I don’t mean in the esoteric, big-picture, strategic, why-are-we-here way. I mean, what in the day-to-day, week-to-week, and month-to-month processes that keep the internal audit engine running do you approach with trepidation, fear, and loathing? What activities make you physically sick with their repetitiveness, wastefulness, and uselessness?
In other words, if you could change one thing, what would it be?
And then the follow up question: Why haven’t you changed it?
For those who read my previous blog post — the one that mentioned the questions I ask in interviews — this was another of my favorites.
At first, you might laugh this question off as a rhetorical hyperbole meant to loosen the brain, but with no inherent value. On the other hand, you may be scowling as you request that we not bother with such trivialities and move on to more important matters. But I am deadly serious.
Why? Why haven’t you done it? Why haven’t you initiated that change? Why haven’t you asked for that change? Why haven’t you made that change? And if you hit a brick wall trying to make/get/ask for that change, why did you give up?
This is what drives me into paroxysms of exasperation about the internal audit profession. We want to be known for seeing the big picture. We want to be known for our ability to think strategically and tactically. We want to be known for using our skills to make the organization better. We want to be agents of change. (Remember when that was one of the clarion calls of our profession?) We want to champion, drive, and elicit positive change with all the work we do.
However, if you merely whisper the word “change” regarding internal audit, itself, watch as everyone ducks into their shells, sticks their heads in the sand, and hides under their desks in the safety of their cubicles. And watch as leadership quakes under the weight of “We’ve always done it this way!”
Don’t believe me? Look at recent history — the release of the new Global Internal Audit Standards. The initial idea, subsequent discussions, and various rollouts have, are, and will be met with cries of anguish, most of them centered around the concept, “Why do we have to change?”
It is natural to fear change. Internal auditors, despite what many of our clients think, are just as natural as anyone else. But we must be willing to step beyond that natural reaction and embrace change, especially in our own house.

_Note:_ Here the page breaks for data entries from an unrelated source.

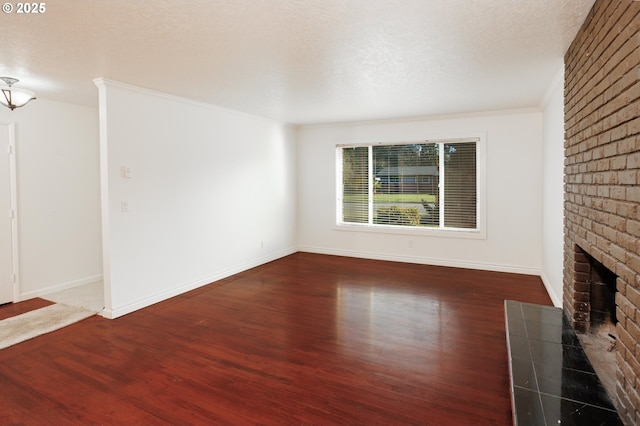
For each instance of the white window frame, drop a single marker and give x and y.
(481, 191)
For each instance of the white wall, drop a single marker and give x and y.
(213, 193)
(57, 162)
(553, 191)
(514, 193)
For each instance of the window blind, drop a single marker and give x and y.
(427, 184)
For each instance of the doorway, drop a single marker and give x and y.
(8, 225)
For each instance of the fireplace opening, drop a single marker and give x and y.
(599, 337)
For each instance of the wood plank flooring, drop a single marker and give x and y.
(307, 339)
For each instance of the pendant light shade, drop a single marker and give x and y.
(12, 97)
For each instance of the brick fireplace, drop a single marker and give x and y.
(602, 183)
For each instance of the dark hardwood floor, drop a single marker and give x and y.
(307, 339)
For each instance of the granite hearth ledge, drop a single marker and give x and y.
(552, 380)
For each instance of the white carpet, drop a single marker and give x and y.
(35, 323)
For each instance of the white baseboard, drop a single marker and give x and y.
(424, 260)
(59, 287)
(119, 311)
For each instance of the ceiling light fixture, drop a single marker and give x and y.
(11, 97)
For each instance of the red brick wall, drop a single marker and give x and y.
(602, 177)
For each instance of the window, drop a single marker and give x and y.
(426, 185)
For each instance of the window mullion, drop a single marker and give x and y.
(370, 185)
(441, 185)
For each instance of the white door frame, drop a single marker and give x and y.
(10, 128)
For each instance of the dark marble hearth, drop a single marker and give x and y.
(552, 381)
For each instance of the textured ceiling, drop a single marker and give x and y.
(312, 61)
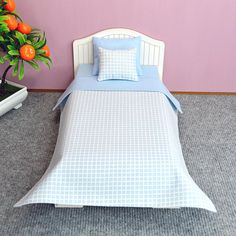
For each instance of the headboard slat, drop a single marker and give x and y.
(152, 50)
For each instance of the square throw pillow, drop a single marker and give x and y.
(117, 65)
(112, 44)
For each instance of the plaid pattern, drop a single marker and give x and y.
(118, 149)
(117, 64)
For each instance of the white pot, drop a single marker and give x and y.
(15, 100)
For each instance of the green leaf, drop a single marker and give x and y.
(22, 71)
(15, 70)
(14, 53)
(1, 60)
(4, 28)
(20, 38)
(7, 57)
(14, 61)
(34, 65)
(28, 42)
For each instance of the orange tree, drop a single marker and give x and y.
(19, 44)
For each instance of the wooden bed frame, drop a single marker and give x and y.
(152, 50)
(152, 53)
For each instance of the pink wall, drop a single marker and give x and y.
(200, 37)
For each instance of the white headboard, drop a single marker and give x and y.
(152, 50)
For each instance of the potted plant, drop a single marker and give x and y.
(19, 45)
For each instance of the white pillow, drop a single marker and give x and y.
(117, 64)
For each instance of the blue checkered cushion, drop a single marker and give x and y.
(117, 64)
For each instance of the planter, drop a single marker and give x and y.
(15, 100)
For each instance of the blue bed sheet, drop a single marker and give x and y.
(149, 81)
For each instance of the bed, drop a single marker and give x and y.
(118, 143)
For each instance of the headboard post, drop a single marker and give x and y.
(152, 50)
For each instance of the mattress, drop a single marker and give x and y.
(118, 148)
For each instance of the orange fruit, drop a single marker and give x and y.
(10, 6)
(46, 51)
(27, 52)
(11, 22)
(24, 28)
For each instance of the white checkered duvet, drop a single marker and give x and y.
(118, 149)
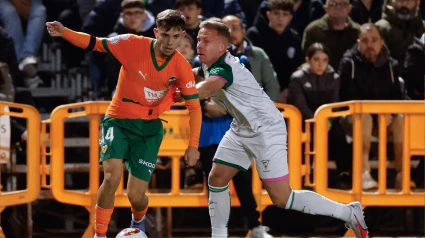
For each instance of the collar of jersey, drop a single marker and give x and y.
(220, 60)
(159, 68)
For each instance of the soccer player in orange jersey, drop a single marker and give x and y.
(132, 132)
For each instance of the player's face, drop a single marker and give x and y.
(237, 32)
(210, 46)
(338, 9)
(370, 44)
(168, 41)
(185, 48)
(318, 63)
(191, 13)
(134, 18)
(279, 20)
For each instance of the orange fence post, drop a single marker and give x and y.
(33, 156)
(413, 144)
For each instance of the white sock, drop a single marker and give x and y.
(312, 203)
(219, 207)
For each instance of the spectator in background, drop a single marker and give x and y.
(399, 25)
(299, 20)
(191, 9)
(134, 19)
(186, 48)
(415, 70)
(281, 43)
(100, 22)
(8, 56)
(315, 83)
(335, 30)
(212, 8)
(316, 9)
(68, 12)
(369, 73)
(27, 43)
(232, 7)
(365, 11)
(261, 67)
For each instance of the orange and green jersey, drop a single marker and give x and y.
(146, 82)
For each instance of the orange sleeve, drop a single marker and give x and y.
(125, 48)
(187, 86)
(82, 40)
(122, 47)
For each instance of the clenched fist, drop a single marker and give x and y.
(191, 156)
(55, 29)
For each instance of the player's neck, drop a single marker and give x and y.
(193, 26)
(157, 51)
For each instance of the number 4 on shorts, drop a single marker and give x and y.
(109, 135)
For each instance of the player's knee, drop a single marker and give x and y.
(111, 181)
(216, 180)
(279, 203)
(135, 196)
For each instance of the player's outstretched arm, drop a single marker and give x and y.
(79, 39)
(210, 86)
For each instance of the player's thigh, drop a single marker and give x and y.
(229, 159)
(114, 145)
(279, 191)
(270, 151)
(206, 157)
(143, 153)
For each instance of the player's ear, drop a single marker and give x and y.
(223, 47)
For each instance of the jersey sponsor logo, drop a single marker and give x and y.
(153, 95)
(191, 84)
(291, 52)
(143, 75)
(114, 40)
(172, 80)
(125, 37)
(146, 163)
(214, 71)
(265, 165)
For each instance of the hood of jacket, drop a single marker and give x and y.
(354, 53)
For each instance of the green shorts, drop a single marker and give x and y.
(135, 141)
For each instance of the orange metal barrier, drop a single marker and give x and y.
(308, 152)
(173, 145)
(44, 168)
(413, 144)
(33, 156)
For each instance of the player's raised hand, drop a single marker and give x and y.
(191, 156)
(55, 29)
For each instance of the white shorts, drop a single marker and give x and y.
(268, 149)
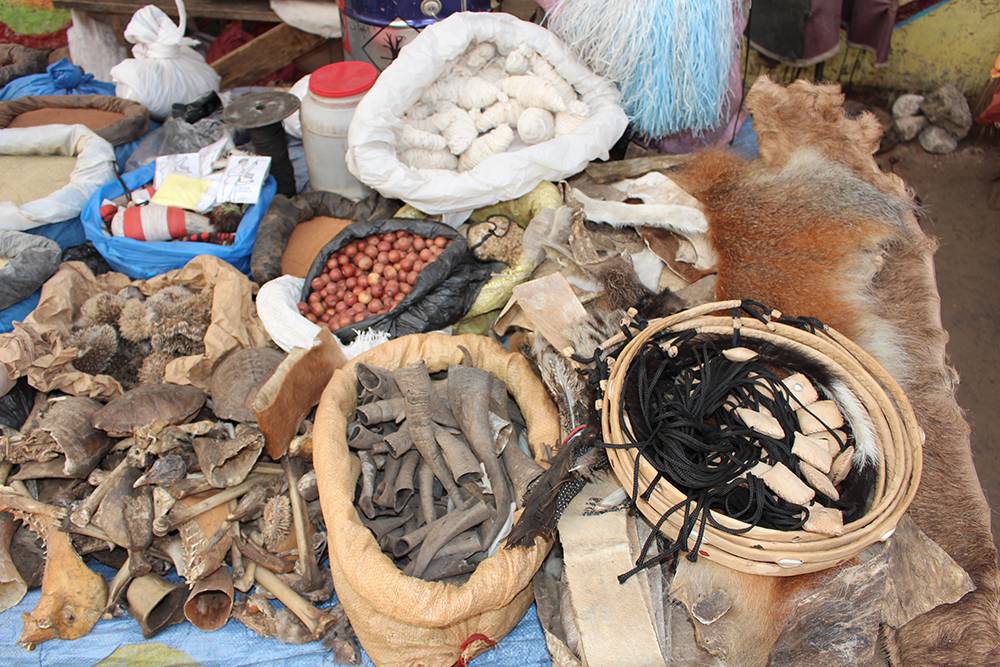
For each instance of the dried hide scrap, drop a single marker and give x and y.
(814, 228)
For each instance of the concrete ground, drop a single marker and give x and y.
(954, 191)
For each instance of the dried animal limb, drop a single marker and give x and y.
(155, 603)
(415, 384)
(444, 530)
(368, 471)
(12, 585)
(308, 567)
(315, 620)
(180, 515)
(379, 412)
(458, 455)
(210, 601)
(73, 596)
(469, 394)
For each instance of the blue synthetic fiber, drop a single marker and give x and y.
(671, 58)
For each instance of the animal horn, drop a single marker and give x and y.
(211, 601)
(377, 381)
(155, 603)
(12, 586)
(469, 394)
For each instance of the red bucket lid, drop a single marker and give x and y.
(343, 79)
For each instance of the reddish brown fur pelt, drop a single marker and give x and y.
(870, 275)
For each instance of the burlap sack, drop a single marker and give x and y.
(403, 620)
(35, 347)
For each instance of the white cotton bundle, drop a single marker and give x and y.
(411, 137)
(495, 141)
(421, 158)
(535, 126)
(479, 55)
(477, 92)
(534, 91)
(519, 60)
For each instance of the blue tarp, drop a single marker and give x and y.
(232, 646)
(145, 259)
(60, 78)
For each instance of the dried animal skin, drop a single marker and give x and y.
(477, 93)
(412, 137)
(67, 422)
(146, 404)
(495, 141)
(154, 365)
(134, 323)
(276, 521)
(535, 126)
(534, 91)
(227, 462)
(237, 380)
(73, 596)
(420, 158)
(95, 345)
(102, 308)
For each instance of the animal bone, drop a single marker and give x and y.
(12, 585)
(73, 596)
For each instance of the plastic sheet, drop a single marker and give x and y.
(60, 78)
(233, 644)
(145, 259)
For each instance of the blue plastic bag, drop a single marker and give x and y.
(60, 78)
(145, 259)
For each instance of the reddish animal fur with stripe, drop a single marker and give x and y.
(869, 274)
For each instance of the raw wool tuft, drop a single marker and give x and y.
(276, 521)
(95, 345)
(102, 308)
(671, 58)
(134, 324)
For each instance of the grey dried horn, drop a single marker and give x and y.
(156, 603)
(377, 381)
(210, 601)
(403, 489)
(415, 383)
(469, 392)
(399, 442)
(12, 585)
(368, 471)
(361, 437)
(379, 412)
(521, 469)
(385, 495)
(458, 455)
(445, 530)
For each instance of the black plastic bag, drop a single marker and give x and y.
(29, 260)
(445, 289)
(87, 253)
(16, 405)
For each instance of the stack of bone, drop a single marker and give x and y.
(159, 479)
(442, 470)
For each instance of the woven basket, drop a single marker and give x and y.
(768, 551)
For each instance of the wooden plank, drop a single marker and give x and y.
(254, 10)
(274, 49)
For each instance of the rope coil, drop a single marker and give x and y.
(731, 518)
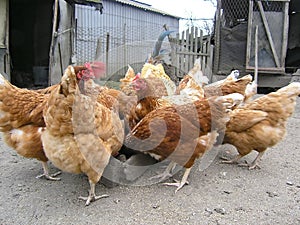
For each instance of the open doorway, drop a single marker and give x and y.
(30, 26)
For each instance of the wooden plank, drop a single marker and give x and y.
(183, 42)
(268, 32)
(177, 46)
(107, 53)
(249, 35)
(285, 33)
(187, 45)
(192, 53)
(217, 37)
(256, 57)
(195, 47)
(201, 49)
(266, 69)
(191, 48)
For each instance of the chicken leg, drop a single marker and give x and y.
(183, 181)
(232, 161)
(166, 174)
(254, 164)
(92, 196)
(46, 173)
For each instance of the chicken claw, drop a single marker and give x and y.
(232, 161)
(47, 175)
(166, 174)
(92, 196)
(254, 164)
(180, 184)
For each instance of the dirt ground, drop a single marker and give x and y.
(221, 194)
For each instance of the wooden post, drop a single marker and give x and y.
(268, 32)
(51, 52)
(256, 56)
(107, 52)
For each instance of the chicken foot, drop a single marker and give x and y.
(231, 161)
(92, 196)
(184, 181)
(46, 173)
(254, 164)
(166, 174)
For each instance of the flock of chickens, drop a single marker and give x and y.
(78, 125)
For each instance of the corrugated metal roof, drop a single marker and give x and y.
(145, 7)
(95, 3)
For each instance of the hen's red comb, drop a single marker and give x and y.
(137, 76)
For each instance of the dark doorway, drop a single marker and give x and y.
(30, 26)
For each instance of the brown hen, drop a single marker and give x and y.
(81, 134)
(261, 123)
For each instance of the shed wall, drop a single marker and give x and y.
(132, 33)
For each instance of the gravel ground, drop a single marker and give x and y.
(221, 194)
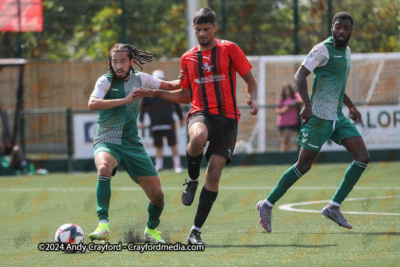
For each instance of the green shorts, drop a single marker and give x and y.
(133, 158)
(317, 131)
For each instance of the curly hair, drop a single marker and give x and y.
(140, 57)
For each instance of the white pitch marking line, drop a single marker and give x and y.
(289, 207)
(137, 188)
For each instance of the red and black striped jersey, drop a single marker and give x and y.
(211, 77)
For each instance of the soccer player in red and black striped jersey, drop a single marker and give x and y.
(209, 83)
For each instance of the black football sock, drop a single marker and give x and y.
(206, 201)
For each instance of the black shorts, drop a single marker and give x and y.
(222, 133)
(158, 137)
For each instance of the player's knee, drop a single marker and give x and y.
(158, 199)
(104, 169)
(199, 137)
(364, 158)
(304, 167)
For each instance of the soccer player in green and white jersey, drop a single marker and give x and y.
(117, 140)
(323, 119)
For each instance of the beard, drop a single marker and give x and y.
(204, 42)
(123, 77)
(340, 43)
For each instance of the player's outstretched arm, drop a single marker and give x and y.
(252, 90)
(170, 85)
(102, 104)
(300, 79)
(355, 115)
(176, 96)
(173, 85)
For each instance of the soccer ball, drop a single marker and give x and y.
(69, 233)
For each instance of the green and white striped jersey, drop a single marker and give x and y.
(331, 68)
(119, 125)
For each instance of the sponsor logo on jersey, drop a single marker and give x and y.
(207, 68)
(210, 79)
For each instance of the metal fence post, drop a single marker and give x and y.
(69, 139)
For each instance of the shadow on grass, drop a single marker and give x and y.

This is only my third blog post this year, but a natural progression has already accidentally occurred. First, take a good, long, hard look at the way things are done in your department and look for where change is needed. Do not accept the status quo; find what needs to be fixed. Second, expand your horizons to find creative ways to make those changes. Explore possibilities — something different, anything different — and find innovation that no one else has thought of. And finally…
Do it.
Don’t sit whining. Don’t sit cowering. Don’t say it can’t be done, no one will let us, or we can’t change.
Do it.
Here is the gauntlet I am throwing down. Prove me wrong. Tell me of a time you boldly stepped forward and stopped your internal audit department from doing something stupid that it had always done just because it had always been done.
Here’s an even bigger challenge: Prove me wrong by telling me about something you did in the last year. The last month. The last week. Yesterday.
Tell me this (and I really want an answer): what would you change, right now, if you could? And tell me how you are going to change it.
There can be lots of excuses, but few good reasons.